Le point Vétérinaire n° 288 du 01/09/2008
 

Maladies vectorielles canines et félines

Mise à jour

AVIS D’EXPERTS

Lénaïg Halos*, Frédéric Beugnet**


*Unité de parasitologie
ENV d’Alfort
7, av. du Général-de-Gaulle
94700 Maisons-Alfort
**Merial
29, avenue Tony-Garnier
69348 Lyon

Un repas sanguin chez un hôte est nécessaire aux tiques pour changer de stade et se reproduire. La prévention est le meilleur moyen de lutte contre les maladies transmises par les tiques.

Résumé

Les tiques sont des arthropodes hématophages dont le potentiel de vecteurs de maladie est très marqué. En France, trois espèces de tiques, qui appartiennent à la famille des Ixodidés (ou tiques dures), I. ricinus, D. reticulatus et R. sanguineus, sont responsables de la transmission des principaux agents pathogènes connus chez le chien et le chat.
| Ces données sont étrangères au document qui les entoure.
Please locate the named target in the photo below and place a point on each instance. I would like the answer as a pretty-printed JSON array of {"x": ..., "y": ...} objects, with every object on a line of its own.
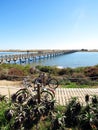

Les maladies transmises connues sont les babésioses, la borréliose de Lyme, la thrombocytopénie infectieuse canine, l’ehrlichiose monocytaire canine, l’ehrlichiose granulocytaire féline et canine et l’hépatozoonose. Les chats présentent une moins grande sensibilité que les chiens. La répartition géographique de ces maladies se calque sur celle de leur vecteur respectif. Les moyens de lutte consistent avant tout à prévenir la transmission en limitant le contact avec le vecteur. La lutte contre la maladie est également possible grâce à prophylaxie vaccinale ou médicamenteuse.